И вот сейчас я вдруг наяву увидел стены родового замка снова. В том же свете бледной луны. И ощутил пришедший на смену уже почти нестерпимой жаре холод – тот самый, от которого меня едва спасала медвежья шуба в морозное утро моего отъезда.
… Я успел подхватить  его, падающего на песок. Навзничь. Глаза храмовника были широко раскрыты, а взгляд – осмысленным. Но он блуждал в неведомых нам бесчисленных во Вселенной мирах, о которых писал Каб-аль Ахбар, да помилует его Аллах.
Я не позволил де Лонгви упасть и аккуратно положил его спиной на песок, поспешив к своему мирно стоявшему коню и снял прикрепленный к седлу сделанный из овечьей кожи бурдюк с водой. Вернувшись к раненому, я увидел, что его глаза по-прежнему широко раскрыты, а взгляд все также осмыслен, я приподнял его голову и приложил горлышко бурдюка к его совершенно иссушенным и даже потрескавшимся бескровным губам.

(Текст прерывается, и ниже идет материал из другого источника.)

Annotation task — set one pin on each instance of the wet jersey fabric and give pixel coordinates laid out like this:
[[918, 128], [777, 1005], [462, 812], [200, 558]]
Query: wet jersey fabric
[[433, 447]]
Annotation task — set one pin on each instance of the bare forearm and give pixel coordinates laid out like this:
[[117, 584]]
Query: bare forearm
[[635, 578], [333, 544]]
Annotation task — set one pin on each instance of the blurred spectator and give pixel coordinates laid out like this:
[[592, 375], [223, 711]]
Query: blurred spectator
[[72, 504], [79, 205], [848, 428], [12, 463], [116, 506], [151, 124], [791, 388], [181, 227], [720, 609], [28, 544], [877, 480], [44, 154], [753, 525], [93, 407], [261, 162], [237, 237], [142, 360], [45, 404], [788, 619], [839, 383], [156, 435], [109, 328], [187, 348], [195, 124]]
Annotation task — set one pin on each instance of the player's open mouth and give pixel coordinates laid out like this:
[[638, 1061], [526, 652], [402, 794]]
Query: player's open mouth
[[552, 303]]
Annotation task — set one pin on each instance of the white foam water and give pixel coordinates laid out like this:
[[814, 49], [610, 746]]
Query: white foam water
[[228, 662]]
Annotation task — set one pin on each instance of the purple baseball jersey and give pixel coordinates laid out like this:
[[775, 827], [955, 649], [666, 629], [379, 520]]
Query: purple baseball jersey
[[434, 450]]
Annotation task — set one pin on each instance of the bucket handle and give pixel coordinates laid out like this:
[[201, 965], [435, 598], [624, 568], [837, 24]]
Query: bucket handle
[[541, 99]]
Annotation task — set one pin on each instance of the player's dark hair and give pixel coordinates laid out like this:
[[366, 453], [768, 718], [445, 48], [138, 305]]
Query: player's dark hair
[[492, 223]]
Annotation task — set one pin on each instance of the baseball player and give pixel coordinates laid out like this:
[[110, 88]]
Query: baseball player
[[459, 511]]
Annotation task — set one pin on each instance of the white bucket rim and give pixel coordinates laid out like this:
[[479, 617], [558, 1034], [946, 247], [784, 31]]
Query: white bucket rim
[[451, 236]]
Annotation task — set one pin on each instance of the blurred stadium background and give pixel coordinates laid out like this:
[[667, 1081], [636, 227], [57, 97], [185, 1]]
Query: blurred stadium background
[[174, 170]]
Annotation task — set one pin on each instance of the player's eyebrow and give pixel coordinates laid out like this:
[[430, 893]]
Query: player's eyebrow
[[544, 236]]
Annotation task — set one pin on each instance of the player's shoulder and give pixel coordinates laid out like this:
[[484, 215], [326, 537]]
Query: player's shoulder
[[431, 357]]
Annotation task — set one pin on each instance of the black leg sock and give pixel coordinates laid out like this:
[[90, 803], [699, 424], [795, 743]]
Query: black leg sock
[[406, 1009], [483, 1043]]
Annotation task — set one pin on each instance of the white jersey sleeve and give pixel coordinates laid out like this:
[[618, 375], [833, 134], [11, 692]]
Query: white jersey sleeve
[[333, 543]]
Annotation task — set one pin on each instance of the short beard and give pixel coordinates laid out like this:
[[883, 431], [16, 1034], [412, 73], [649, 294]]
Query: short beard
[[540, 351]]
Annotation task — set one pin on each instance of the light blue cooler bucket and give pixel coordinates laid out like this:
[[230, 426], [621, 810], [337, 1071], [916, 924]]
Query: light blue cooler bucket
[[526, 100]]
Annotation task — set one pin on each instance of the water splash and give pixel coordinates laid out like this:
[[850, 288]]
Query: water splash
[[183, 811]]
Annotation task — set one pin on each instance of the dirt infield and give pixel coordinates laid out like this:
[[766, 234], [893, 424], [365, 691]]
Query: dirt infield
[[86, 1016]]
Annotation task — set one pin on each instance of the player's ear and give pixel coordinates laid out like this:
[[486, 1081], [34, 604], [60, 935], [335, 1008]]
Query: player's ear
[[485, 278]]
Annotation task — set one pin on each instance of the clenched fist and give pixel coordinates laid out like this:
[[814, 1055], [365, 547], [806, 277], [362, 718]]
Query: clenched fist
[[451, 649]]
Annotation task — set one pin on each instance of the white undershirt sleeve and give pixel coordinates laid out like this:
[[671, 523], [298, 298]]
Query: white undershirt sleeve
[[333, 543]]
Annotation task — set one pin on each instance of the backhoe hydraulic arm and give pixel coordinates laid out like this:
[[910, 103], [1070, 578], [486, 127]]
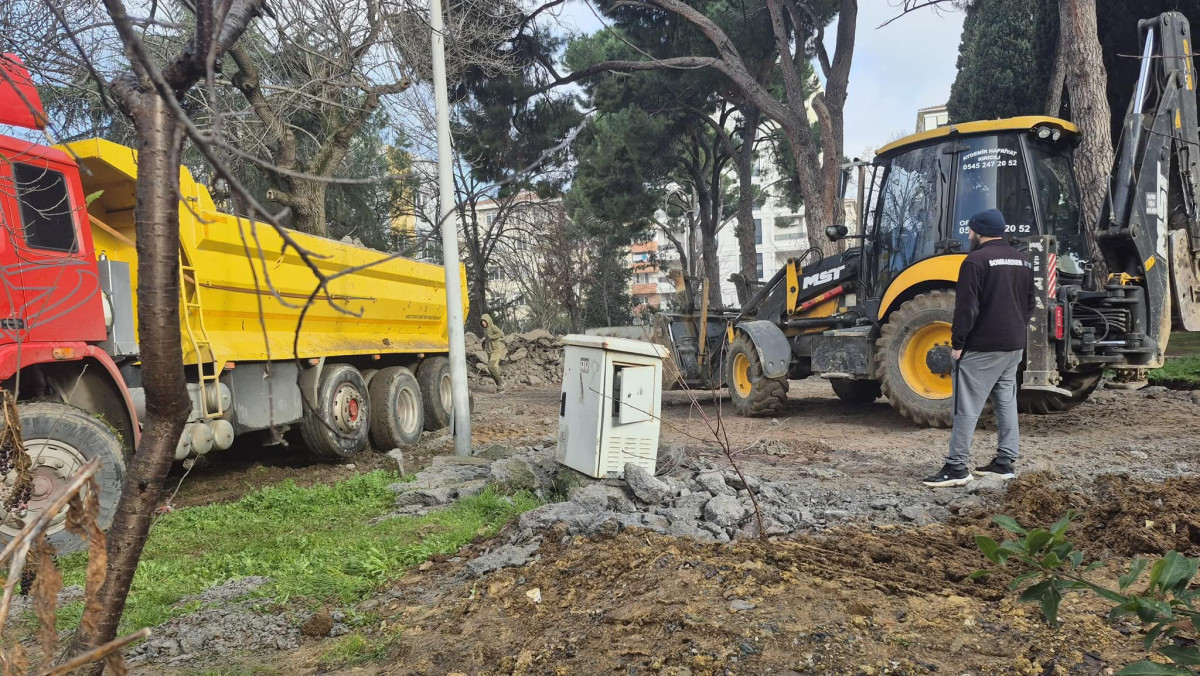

Хвала Всевышнему, он сделал несколько глотков. И произнес по-франкски – язык, который я неплохо знал:
– Спасибо.
Я снова вернулся, в уже окутавших пустыню сумерках, к своему коню, снял седло и положил его под голову раненому. Слишком рано наступивший вечер удивил, но на все – воля Аллаха. Ниспосланная им и предвещающая ночь прохлада заставила задуматься о костре, после чего стоило заняться нашими ранами. По милости Всевышнего мое запястье и пронзенное плечо меня не очень беспокоили. Кажется, муваккаль потрудился, и пока я занимался де Лонгви, остановил кровь на моем плече. И еще он удерживал ненависть, эту верную служанку Иблиса, притаившуюся, я явственно это чувствовал, змеей поблизости.
Я быстро собрал хворост, в избытке оказавшегося повсюду, словно разложенного заботливой рукой  – хотя, когда я только увидел де Лонгви, кроме песка вокруг почти ничего не было, если не считать редких кустарников – достал из прикрепленного к поясному ремню кожаного мешочка кресало и развел костер, взметнувшийся снопом искр к ночному небу.
Нам с моим врагом – врагом ли? – предстояла длинная ночь и было о чем поговорить.